Then the covetous man cannot enter into heaven; there is strange tatters of clay hanging on him. He cannot enter until the bunch be driven off his back. Ye might as well put a ship’s tow0 through a needle’s eye. Worldly men are too great to win through the strait gate. Adam, ere he sinned, was a little one. But O! how big doth sin make men. In a word, we could be content with heaven if we could win there with our predominant lusts. We have no will to want anything in length and breadth.

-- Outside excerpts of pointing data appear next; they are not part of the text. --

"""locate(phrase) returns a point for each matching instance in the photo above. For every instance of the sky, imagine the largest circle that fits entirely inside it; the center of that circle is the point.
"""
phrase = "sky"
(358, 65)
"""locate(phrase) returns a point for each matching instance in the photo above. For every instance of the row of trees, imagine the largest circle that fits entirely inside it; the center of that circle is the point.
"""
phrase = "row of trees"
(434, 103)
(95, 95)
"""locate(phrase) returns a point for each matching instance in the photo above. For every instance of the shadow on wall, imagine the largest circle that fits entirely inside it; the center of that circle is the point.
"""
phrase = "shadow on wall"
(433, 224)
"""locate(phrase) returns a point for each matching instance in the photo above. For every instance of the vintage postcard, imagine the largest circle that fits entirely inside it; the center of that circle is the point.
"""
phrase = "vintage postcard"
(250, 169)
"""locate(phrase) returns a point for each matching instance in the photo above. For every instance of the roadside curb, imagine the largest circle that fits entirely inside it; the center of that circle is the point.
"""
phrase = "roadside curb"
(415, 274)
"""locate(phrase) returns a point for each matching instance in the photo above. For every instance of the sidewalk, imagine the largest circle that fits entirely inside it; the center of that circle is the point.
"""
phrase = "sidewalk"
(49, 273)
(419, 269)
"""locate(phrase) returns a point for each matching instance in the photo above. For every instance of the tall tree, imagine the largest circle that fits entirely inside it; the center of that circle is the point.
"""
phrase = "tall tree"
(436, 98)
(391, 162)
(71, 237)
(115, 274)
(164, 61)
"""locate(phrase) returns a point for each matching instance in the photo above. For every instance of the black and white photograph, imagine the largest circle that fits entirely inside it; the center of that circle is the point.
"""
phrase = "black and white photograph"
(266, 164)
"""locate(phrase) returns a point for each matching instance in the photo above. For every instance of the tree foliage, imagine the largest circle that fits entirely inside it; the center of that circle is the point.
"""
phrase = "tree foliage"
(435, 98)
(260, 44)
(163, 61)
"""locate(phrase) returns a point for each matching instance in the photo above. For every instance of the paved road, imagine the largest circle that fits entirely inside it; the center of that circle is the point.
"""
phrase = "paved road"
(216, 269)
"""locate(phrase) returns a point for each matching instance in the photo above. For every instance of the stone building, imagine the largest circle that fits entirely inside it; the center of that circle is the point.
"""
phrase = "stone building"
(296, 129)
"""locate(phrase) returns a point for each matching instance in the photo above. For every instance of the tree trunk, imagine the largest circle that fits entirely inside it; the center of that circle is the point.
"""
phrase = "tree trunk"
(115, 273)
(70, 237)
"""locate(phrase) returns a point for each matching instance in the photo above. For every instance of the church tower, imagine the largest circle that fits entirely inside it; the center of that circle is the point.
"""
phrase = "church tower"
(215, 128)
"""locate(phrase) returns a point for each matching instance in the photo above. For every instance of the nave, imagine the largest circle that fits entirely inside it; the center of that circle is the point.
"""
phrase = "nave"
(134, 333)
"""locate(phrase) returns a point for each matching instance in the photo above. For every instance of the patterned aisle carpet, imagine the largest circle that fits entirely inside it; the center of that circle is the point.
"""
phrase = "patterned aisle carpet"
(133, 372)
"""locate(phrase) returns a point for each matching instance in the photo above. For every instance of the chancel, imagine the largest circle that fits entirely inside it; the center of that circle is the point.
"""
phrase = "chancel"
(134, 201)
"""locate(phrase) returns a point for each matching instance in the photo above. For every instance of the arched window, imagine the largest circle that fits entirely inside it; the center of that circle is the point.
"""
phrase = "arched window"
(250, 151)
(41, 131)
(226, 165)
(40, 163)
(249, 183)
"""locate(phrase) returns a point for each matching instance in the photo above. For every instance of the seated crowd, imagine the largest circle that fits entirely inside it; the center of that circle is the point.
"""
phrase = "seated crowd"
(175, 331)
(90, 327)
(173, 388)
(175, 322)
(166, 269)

“And it shall come to pass, that in all the land, saith the Lord; two parts therein shall be cut off, and die, but the third part shall be left therein”—Here is an universal trial: all the land shall be divided into three parts, two parts shall be cut off and die, and the third part shall come into the fire, come out as they will again. All must go through God’s fire, to see whether they stand it or not. All must be winnowed, to try whether they are corn, or chaff, Isaiah xxxi. ,9, “He is called the Lord, whose fire is in Zion, and His furnace in Jerusalem.” God cannot want fire in His house, He has aye something to do with it. And because the case is thus with us, What will ye do when the Lord’s fire is kindled in Zion? Then let the wicked now laugh at the righteous for adhering to God’s cause as they will, we will one day see who will laugh best and longest. For, when the trial comes, the wicked— two parts—shall die; and the godly—one part—shall

be left alive.

“The third part shall be left.”—When all goeth to all, the Lord’s third part shall be left, and His kirk spared. God winnoweth the kirk, but let the hardest world come that can come, He will aye have a kirk, and not want a witness. This is it that the enemies continually hunt after, that the Lord may not have a kirk on the earth. The gates of hell are opened, and armies are come from hell against the kirk of God. And armies from Rome, Antichrist, and the Dragon, follow the woman near to be delivered of a man-child: but God provides a place for her in the wilderness. And, howbeit, the dragon spew out of his mouth aflood after the woman; yet the earth openeth her mouth, and swalloweth up the flood. So let the enemies rage, let the devil mount on horseback, and let all his vassals put on their armor and follow him, they shall as soon put Christ out of heaven, as utterly destroy the kirk of God. The gates of hell cannot prevail there; nay, the devil and all his emissaries shall be finally overcome at last. “Behold, I will make Jerusalem a cup of trembling unto all the people round about.” A cup of cold poison; it is said that those who drink cold poison tremble to death with cold. So will the enemies of the kirk. “In that day will I make Jerusalem a burdensome stone for all people: all that burden themselves with it shall be cut to pieces, though all the people of the earth be gathered together against it” (Zech. xii. 2, 3). Let them be doing, then, and dash hard heads ° with Christ, and see whose head is hardest. When God sets the house on fire, He takes out His children, His jewels, and His gold; and lets the fire take the rest, though they were silks and satins.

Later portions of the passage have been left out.